The World Wildlife Fund (WWF) says that increased rainfall and flooding are scientifically linked to climate change.
Keswick Cricket Club was one of many in Cumbria to be hit by flooding in 2015, when the River Greta burst its banks. Appleby Eden, in Appleby, has yet to return to its base because of the extent of the damage it suffered.
The England and Wales Cricket Board distributed more than £1m in emergency funding to flood-affected clubs last year. A further £1.6m is earmarked for this year.
“We were affected badly by Storm Desmond and there’s no doubt in my mind that Storm Desmond was a result of climate change,” Keswick Cricket Club chairman Keith Richardson said.

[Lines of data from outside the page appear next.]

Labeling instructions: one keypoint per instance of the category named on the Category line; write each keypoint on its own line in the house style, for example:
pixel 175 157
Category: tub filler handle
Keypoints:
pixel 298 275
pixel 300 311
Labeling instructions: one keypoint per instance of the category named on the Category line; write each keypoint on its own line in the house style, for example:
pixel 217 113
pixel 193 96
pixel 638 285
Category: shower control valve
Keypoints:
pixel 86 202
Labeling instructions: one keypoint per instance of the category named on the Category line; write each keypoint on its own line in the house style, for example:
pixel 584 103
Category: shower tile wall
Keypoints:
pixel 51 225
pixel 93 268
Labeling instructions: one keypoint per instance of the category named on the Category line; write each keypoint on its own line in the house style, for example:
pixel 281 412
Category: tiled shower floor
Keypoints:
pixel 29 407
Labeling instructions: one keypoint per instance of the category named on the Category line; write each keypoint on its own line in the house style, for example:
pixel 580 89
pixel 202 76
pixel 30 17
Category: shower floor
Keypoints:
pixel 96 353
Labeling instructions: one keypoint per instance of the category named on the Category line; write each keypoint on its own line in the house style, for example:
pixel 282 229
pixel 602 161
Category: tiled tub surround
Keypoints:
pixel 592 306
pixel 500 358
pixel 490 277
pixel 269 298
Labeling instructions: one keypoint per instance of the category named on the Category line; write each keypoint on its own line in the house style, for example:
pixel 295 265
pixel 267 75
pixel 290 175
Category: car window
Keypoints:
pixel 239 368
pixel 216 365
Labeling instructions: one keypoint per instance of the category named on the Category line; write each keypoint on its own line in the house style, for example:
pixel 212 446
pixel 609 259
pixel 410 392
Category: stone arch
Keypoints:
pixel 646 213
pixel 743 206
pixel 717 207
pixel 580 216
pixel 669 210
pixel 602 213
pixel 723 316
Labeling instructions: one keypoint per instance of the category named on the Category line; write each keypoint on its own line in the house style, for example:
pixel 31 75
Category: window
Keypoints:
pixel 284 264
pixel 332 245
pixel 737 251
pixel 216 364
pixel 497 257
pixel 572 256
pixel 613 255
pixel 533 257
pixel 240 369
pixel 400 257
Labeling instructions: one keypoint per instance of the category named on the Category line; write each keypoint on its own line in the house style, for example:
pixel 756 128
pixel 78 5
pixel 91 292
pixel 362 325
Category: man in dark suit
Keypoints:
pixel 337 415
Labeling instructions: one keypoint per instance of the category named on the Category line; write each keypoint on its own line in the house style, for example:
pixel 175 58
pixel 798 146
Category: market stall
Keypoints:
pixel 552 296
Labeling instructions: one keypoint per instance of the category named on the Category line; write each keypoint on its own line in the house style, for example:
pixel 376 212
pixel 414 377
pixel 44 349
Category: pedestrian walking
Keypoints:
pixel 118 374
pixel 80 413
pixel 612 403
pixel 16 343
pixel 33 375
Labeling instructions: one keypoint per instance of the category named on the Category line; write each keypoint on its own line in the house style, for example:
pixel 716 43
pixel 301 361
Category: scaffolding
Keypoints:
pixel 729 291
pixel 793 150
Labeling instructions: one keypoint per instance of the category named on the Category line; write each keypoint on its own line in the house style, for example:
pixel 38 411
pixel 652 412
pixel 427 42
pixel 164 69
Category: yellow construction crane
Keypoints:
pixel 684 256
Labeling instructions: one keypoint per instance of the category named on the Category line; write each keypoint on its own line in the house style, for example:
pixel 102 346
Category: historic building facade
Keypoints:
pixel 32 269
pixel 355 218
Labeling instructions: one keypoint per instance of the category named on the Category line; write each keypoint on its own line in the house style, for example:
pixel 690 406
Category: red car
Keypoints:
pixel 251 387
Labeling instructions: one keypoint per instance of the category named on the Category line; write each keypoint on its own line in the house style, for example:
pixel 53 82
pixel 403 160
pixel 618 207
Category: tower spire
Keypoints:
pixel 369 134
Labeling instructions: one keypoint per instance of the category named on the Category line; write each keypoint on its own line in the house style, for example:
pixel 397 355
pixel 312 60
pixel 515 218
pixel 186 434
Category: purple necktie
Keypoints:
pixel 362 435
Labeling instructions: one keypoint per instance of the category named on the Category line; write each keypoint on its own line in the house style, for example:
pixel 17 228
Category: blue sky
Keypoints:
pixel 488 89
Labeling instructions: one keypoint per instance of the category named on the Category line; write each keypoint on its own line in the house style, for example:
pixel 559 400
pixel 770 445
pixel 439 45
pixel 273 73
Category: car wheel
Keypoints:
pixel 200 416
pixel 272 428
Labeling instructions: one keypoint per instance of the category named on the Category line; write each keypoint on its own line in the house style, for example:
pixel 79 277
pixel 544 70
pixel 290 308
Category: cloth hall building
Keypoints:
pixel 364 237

“Anyone with half an eye open will see that climate change isn’t just a problem in the UK but around the world. There’s always something happening somewhere. Extreme weather is definitely on the increase.”
Mr Richardson said that, in his opinion, the Government should be doing more to protect towns like Keswick – and its sports clubs – from further flooding.
Mr Richardson said that at this moment, it is difficult to predict what impact further flooding would have on Keswick Cricket Club. “It’s a hypothetical situation,” he added. “We’ve fought back before and there are people that have fought back on three occasions. But climate change is happening and there’s not enough being done about it.”
Colin Butfield, director of campaigns at WWF-UK, said: “The quintessentially British sound of leather on willow in the summer months is being disrupted by increased rainfall and flooding that is scientifically linked to climate change. It is affecting cricket grounds and many other of the UK’s favourite places, landmarks and landscapes.”